Türkiye, çevre ve iklim değişikliği ile mücadele alanında yapılan yatırımlarda, dış finansman kaynaklarının önemli rol oynadığı bir ülke. Ülkemizin, çevre ve iklim alanında yürüttüğü projeler arasında enerji verimliliği, yenilenebilir enerji, atık yönetimi, su yönetimi, çevre koruma, iklim değişikliğine adaptasyon ve iklim değişikliği ile mücadele gibi konular yer alıyor. Türkiye, bu projeleri finanse etmek için kendi bütçesinden kaynak ayırırken, dış finansman kaynaklarını da değerlendiriyor. Dış finansman kaynakları, ülkemizin çevre koruma ve iklim değişikliğiyle mücadele faaliyetleri için gerekli olan projelerin finansmanını karşılıyor. Dış finansman kaynakları, Türkiye'ye çeşitli kurumlar tarafından sağlanıyor. Bunlar arasında başta Avrupa Birliği (AB) olmak üzere, Birleşmiş Milletler Çevre Programı (UNEP), Birleşmiş Milletler Kalkınma Programı (UNDP), Kalkınma Ajansları ve Dünya Bankası gibi kuruluşlar yer alıyor. Bu kuruluşlar, Türkiye'ye çevre ve iklim alanında projeler için hibe ve kredi sağlıyorlar. Ülkemiz, çevre ve iklim alanında dış finansman kaynaklarının önemini bildiğinden, bu kaynakları etkili bir şekilde kullanmak için gerekli çabayı gösteriyor.

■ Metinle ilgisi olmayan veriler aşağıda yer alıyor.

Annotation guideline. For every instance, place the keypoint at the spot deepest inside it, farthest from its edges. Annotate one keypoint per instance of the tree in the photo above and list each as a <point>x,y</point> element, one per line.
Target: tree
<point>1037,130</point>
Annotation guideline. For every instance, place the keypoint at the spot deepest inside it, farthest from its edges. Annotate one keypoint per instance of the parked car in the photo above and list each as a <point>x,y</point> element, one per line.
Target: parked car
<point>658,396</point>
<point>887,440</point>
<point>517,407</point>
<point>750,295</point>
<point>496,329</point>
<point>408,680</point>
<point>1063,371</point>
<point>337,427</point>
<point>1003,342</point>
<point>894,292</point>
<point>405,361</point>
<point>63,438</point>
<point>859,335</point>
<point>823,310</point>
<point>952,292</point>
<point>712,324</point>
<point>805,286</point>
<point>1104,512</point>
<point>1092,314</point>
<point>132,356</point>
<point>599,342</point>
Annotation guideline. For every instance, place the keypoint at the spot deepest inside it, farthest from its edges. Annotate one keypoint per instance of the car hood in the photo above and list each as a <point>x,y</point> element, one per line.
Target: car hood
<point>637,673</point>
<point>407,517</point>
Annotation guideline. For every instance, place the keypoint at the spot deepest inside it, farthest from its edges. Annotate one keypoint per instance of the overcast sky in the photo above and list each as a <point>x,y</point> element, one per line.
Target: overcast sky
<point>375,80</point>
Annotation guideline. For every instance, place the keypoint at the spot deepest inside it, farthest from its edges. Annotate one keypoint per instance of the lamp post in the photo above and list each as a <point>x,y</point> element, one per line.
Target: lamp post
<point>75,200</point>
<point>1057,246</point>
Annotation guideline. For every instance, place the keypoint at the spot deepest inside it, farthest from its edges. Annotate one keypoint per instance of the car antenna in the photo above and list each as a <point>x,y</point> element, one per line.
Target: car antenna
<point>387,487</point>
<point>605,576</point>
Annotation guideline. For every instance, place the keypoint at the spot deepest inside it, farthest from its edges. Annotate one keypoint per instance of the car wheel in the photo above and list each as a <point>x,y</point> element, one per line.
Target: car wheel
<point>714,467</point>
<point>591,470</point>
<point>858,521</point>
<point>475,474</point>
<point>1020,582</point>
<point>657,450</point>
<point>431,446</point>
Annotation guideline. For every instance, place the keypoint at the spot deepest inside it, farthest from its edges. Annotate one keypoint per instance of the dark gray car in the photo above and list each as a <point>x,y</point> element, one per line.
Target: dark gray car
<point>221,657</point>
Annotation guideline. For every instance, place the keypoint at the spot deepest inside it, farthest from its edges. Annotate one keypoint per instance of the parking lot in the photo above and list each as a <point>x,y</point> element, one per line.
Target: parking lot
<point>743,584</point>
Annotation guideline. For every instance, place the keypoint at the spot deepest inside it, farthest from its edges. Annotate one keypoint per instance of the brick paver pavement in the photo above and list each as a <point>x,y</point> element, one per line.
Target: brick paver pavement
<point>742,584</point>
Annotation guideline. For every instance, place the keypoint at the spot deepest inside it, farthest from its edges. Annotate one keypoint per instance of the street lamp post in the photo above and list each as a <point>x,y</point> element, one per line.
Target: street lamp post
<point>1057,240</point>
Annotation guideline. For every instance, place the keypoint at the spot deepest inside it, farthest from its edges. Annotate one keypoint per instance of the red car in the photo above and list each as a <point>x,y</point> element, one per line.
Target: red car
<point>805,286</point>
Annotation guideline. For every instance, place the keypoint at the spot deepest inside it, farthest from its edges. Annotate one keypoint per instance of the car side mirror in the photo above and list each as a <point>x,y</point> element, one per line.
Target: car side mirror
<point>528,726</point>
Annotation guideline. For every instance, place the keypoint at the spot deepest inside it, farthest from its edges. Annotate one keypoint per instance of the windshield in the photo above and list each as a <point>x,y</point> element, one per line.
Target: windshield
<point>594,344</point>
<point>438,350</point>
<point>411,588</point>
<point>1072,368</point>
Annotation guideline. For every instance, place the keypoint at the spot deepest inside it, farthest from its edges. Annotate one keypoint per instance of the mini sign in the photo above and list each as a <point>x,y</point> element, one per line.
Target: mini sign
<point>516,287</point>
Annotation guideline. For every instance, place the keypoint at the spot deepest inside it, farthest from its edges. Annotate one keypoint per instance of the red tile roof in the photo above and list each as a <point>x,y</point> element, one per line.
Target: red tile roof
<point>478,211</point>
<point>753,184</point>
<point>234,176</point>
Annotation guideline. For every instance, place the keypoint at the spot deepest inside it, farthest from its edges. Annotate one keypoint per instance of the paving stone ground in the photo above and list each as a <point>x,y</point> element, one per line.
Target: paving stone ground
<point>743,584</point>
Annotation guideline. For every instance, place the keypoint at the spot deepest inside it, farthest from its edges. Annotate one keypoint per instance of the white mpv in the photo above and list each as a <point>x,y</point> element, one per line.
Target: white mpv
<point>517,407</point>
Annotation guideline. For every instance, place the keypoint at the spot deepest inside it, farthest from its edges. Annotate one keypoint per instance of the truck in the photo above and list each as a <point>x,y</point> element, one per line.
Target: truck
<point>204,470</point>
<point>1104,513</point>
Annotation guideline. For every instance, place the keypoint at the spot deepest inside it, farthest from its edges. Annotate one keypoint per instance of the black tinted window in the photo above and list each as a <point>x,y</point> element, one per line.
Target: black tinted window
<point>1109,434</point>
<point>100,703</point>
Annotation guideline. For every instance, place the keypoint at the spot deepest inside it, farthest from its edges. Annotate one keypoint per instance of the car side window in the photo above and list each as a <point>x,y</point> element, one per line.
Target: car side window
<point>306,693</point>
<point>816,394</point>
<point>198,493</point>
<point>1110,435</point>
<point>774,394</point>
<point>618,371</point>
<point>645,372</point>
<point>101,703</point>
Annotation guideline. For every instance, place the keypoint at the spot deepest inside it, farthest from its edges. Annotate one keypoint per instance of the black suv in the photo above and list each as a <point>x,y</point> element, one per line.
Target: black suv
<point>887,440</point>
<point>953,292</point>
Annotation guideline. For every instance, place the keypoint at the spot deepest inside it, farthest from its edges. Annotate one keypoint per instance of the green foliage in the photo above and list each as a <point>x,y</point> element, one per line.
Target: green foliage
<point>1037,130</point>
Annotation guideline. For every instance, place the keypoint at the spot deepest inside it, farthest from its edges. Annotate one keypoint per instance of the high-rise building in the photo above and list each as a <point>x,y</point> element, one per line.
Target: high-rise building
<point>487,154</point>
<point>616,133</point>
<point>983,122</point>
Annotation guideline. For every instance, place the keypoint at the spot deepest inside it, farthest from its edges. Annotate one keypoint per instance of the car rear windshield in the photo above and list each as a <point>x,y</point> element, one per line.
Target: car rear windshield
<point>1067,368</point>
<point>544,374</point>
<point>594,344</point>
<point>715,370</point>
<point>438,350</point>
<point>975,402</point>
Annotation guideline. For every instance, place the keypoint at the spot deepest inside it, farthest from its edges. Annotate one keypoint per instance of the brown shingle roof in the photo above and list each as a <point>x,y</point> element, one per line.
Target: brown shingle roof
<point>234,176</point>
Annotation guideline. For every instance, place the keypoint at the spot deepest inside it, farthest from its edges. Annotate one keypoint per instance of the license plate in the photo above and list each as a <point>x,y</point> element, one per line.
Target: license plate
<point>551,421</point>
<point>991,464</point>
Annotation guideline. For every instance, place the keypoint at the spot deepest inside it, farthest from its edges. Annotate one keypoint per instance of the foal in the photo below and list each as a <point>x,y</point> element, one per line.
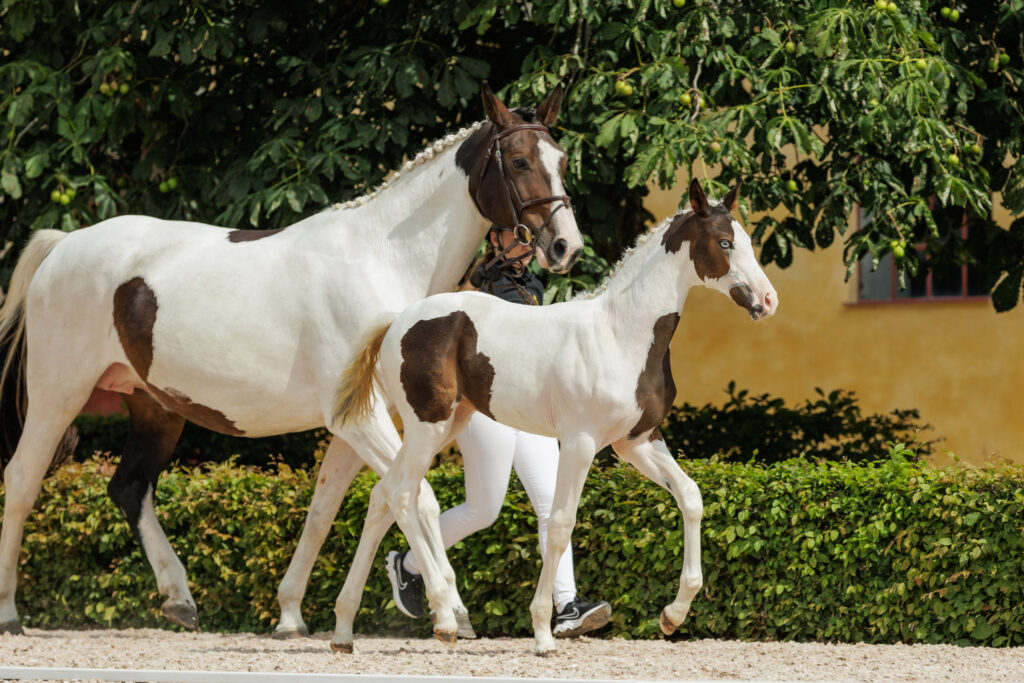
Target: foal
<point>593,371</point>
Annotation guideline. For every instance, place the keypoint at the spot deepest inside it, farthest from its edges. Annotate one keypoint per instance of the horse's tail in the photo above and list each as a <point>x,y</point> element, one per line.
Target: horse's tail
<point>354,397</point>
<point>13,398</point>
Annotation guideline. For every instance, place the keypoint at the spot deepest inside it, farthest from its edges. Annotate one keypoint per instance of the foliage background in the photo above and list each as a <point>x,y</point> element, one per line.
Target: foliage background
<point>760,427</point>
<point>261,114</point>
<point>893,551</point>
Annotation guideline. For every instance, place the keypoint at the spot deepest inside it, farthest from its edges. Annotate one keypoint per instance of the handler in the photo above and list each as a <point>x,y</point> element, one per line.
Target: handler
<point>489,451</point>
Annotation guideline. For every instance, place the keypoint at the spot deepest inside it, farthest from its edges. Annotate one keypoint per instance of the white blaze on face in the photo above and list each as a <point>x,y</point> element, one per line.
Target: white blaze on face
<point>564,220</point>
<point>745,266</point>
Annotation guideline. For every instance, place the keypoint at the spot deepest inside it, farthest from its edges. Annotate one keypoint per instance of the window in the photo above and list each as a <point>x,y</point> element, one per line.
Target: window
<point>943,281</point>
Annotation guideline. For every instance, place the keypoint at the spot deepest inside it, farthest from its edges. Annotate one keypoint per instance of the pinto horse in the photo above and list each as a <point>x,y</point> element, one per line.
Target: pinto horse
<point>594,371</point>
<point>247,332</point>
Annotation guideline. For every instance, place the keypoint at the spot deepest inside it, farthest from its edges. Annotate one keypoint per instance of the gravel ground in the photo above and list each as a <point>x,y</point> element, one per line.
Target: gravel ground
<point>582,658</point>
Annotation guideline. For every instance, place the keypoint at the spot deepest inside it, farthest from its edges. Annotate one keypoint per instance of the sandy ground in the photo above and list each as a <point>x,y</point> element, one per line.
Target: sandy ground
<point>581,658</point>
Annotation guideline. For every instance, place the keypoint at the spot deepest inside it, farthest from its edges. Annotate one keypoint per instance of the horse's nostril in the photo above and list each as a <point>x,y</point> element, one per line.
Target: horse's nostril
<point>558,250</point>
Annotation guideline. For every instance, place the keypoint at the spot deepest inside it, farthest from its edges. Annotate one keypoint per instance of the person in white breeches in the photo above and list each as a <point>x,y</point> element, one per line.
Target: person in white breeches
<point>489,451</point>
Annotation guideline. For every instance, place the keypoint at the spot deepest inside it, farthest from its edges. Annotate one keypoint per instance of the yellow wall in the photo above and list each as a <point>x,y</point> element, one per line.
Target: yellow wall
<point>958,363</point>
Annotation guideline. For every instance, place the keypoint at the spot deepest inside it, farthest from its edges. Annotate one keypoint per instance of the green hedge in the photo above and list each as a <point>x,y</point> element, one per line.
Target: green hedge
<point>884,552</point>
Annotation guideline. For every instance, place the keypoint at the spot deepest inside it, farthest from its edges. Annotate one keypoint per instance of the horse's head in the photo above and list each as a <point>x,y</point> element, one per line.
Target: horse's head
<point>722,252</point>
<point>515,171</point>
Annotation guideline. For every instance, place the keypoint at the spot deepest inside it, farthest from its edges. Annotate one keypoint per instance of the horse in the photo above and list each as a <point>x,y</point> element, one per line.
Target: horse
<point>593,371</point>
<point>247,332</point>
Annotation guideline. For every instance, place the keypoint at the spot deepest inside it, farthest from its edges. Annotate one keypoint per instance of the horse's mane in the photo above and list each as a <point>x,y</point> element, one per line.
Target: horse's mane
<point>627,262</point>
<point>429,153</point>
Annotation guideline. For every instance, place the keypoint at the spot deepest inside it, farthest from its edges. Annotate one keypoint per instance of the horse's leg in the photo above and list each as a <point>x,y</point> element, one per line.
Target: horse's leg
<point>402,485</point>
<point>652,458</point>
<point>340,466</point>
<point>51,409</point>
<point>577,455</point>
<point>377,523</point>
<point>151,442</point>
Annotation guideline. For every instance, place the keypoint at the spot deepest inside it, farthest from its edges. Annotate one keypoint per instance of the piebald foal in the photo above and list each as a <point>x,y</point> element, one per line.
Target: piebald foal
<point>593,371</point>
<point>247,332</point>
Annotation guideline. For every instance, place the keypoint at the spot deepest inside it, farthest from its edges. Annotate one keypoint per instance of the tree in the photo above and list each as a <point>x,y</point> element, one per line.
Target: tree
<point>244,115</point>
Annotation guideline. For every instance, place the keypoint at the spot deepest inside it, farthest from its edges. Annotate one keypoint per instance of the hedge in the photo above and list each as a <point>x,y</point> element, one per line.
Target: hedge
<point>882,552</point>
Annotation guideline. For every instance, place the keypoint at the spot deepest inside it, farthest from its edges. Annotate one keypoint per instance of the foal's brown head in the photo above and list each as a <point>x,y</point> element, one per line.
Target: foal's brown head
<point>516,172</point>
<point>721,251</point>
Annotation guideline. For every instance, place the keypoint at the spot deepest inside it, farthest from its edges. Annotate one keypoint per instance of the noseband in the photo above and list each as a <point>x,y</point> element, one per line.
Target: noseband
<point>522,233</point>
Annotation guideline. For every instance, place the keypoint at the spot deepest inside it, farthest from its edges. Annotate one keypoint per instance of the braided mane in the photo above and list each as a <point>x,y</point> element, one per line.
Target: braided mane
<point>429,153</point>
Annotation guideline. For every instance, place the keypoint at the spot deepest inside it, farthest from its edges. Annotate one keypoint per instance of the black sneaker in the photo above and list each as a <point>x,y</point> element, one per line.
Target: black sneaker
<point>407,588</point>
<point>581,616</point>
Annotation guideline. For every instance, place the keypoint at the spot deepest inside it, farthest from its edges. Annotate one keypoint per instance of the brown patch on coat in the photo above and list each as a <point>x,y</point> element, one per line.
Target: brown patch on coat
<point>704,233</point>
<point>440,367</point>
<point>204,416</point>
<point>655,388</point>
<point>250,236</point>
<point>134,316</point>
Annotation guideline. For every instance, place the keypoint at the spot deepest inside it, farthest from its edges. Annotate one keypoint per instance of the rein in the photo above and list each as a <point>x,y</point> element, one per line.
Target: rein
<point>522,233</point>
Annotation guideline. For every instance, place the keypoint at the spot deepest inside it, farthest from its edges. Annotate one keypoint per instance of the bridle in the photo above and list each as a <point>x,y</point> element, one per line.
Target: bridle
<point>522,232</point>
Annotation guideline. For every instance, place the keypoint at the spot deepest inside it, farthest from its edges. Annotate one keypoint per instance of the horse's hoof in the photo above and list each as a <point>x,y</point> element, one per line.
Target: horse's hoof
<point>291,633</point>
<point>181,614</point>
<point>448,637</point>
<point>668,626</point>
<point>465,628</point>
<point>13,628</point>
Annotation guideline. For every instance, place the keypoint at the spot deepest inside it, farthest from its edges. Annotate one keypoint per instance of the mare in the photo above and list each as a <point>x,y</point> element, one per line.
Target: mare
<point>594,371</point>
<point>247,332</point>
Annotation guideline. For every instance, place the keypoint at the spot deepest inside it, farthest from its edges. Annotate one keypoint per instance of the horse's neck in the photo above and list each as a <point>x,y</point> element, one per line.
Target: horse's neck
<point>424,225</point>
<point>647,285</point>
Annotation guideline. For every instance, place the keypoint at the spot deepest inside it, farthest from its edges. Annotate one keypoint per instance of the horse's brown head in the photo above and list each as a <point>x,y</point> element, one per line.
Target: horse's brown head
<point>516,172</point>
<point>721,251</point>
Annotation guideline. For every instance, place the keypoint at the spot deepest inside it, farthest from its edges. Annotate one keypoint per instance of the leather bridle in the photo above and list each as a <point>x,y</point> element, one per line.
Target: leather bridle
<point>522,232</point>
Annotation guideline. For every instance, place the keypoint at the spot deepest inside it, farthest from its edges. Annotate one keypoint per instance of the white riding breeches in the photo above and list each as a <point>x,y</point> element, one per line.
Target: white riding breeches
<point>489,451</point>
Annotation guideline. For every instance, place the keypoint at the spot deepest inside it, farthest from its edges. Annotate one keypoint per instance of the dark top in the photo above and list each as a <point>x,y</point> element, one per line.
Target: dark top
<point>509,282</point>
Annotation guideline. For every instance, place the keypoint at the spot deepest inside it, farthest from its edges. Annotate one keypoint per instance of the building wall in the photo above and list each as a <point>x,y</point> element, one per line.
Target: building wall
<point>958,363</point>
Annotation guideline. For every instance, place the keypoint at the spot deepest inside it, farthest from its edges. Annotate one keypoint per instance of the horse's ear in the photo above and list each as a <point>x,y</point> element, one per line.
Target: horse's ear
<point>548,111</point>
<point>495,109</point>
<point>698,202</point>
<point>730,200</point>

Ülkemizde çevre ve iklim alanındaki dış finansman kaynaklarının nasıl kullanıldığına değinecek olursak; Türkiye, 1987’de AB’ye tam üyelik için başvuruda bulunmuş ve 1999’da aday ülke olarak kabul edilmiştir. AB ile Türkiye arasındaki uyum süreci, 1999’da başlayarak günümüze kadar devam etmektedir. Uyum süreci, Türkiye'nin AB üyeliği için gerekli olan ön koşulları yerine getirmesi ve AB'nin ülkelerin, üyeliği için istediği kriterleri karşılaması anlamına gelmektedir. Bu kriterler arasında demokrasi, insan hakları, hukukun üstünlüğü, ekonomik istikrar, çevre ve iklim değişikliğine uyum gibi konular yer almaktadır. Ülkemiz 1999’dan bu yana, AB’ye uyum sürecinde önemli adımlar atmıştır. Diğer aday ülkeler gibi ülkemizin uyum sürecinin hızlandırılması için AB ile Mali İşbirliği çerçevesinde, ana finansal destek aracı olarak Katılım Öncesi Yardım Aracı (Instrument for Pre-accession Assistance- IPA) tasarlanmıştır. Bunun yanı sıra, Türkiye'deki Mülteciler için Mali Yardım Programı (FRIT), Demokrasi ve İnsan Hakları için Avrupa Aracı ve İstikrar ve Barışa Katkı Sağlayan Mali Araçlardan da faydalanmaktadır. AB'ye katılım öncesi tahsis edilen bu fonlar, yararlanıcıların gerekli reformları gerçekleştirmelerine yardım ederek onları AB üyeliği ile birlikte gelen ilgili hak ve yükümlülüklere hazırlamaktadır. Katılım öncesi fonlar; AB'nin sürdürülebilir ekonomik iyileşme, enerji arzı, ulaşım, çevre ve iklim değişikliği vb. konularda kendi hedeflerine ulaşmasına yardımcı olmaktadır.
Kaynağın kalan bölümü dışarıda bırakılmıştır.